Septic Shock in Pregnancy

Renal computerized tomography calculus study showing right hydronephrosis with perinephric and peri-ureteric fat stranding.

From urinary tract infection to septic shock during pregnancy in a 20-year-old woman at 24 weeks of pregnancy!

A 20-year-old African-American woman, G2P1001, presented to the emergency department at 24 weeks and 2 days of gestation with complaints of generalized lower back pain, dizziness, chills, malaise, and increased urinary frequency for the past 1 day. The patient had received no prenatal care and had not gotten any antenatal ultrasounds.

On examination in the emergency department, the patient was alert and oriented. She was pyrexic with a temperature of 102.4 ℉, a blood pressure reading of 104/54 mmHg, pulse rate of 127 bpm, and respiratory rate of 24.

Physical examination revealed no abnormality. There no costovertebral or abdominal tenderness. A STAT urine dip was not consistent with a urinary tract infection. Urinalysis was negative for nitrites, with only trace leukocyte esterase and blood; bacteria and white blood cells were not measured. White blood cell was 23.9.

After collecting a urine sample for urine culture, and a blood sample for cultures and lactate levels, the patient was started on empiric Ceftriaxone 1g intravenous daily and maintenance fluids. She was given a total of 2 L of bolus fluids.

Although there were no prenatal visits, there was a history of a visit to the emergency department for nausea and vomiting around 3 months back with a documented diagnosis of urinary tract infection. During that visit, the urinalysis had shown positive nitrites, many bacteria, pyuria, trace leukocyte esterase; and urine culture had grown E. coli. The patient was advised to be treated on an outpatient basis with Cephalexin, but she never bought the antibiotics.

On the second day of current hospital admission, the urine culture again grew E. coli. The lactate levels were physiologic, and the patient was continued on the Ceftriaxone and maintenance fluids.

The patient improved only minimally despite adequate fluids and antibiotics. A day later, the patient’s condition deteriorated further with acute distress, worsened tachycardia up to 140 bpm, worsened fever up to 104.1 degrees ℉, increased respiratory rate near 40. Despite fluid bolus, the patient’s hypotension didn’t improve. Eventually, her breathing became labored despite 100% oxygen on pulse oximetry. A chest X-ray showed no acute processes.

A working diagnosis of septic shock was made, and the patient was shifted to the medical intensive care unit.

In the medical intensive care unit, Ceftriaxone was discontinued.
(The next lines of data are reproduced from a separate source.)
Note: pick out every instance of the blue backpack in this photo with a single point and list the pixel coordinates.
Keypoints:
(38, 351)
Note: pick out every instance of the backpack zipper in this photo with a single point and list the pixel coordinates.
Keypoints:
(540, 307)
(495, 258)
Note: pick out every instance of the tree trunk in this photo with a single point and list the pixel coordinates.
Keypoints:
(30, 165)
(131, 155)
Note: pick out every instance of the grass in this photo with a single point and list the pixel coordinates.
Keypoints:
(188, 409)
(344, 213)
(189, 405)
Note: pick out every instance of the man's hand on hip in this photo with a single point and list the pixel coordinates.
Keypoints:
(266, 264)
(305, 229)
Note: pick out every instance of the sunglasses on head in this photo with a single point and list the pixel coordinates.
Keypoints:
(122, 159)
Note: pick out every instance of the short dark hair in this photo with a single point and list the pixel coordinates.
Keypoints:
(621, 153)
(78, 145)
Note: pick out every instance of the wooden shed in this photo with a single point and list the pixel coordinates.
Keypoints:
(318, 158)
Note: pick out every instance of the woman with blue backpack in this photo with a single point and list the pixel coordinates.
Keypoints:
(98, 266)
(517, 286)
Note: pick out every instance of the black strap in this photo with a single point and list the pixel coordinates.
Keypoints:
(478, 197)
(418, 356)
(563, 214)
Instead, she was started on Piperacillin/Tazobactam and stress-dose steroids.

A renal computerized tomography scan was performed, which showed severe right hydronephrosis with perinephric and peri-ureteric fat stranding with no obstructions. An ultrasound was also performed.

The findings of both the CT scan and the ultrasound were consistent with a diagnosis of right pyelonephritis.

On 3rd day of hospital admission, she was started on vasopressors in the medical ICU and was then transferred back to labor and delivery.

The patient was stabilized by then. Her blood cultures were negative at 48 hours.

The patient had improved substantially, so she was discharged with the advice of close outpatient follow-up and a prescription of Cephalexin for the remainder of her pregnancy.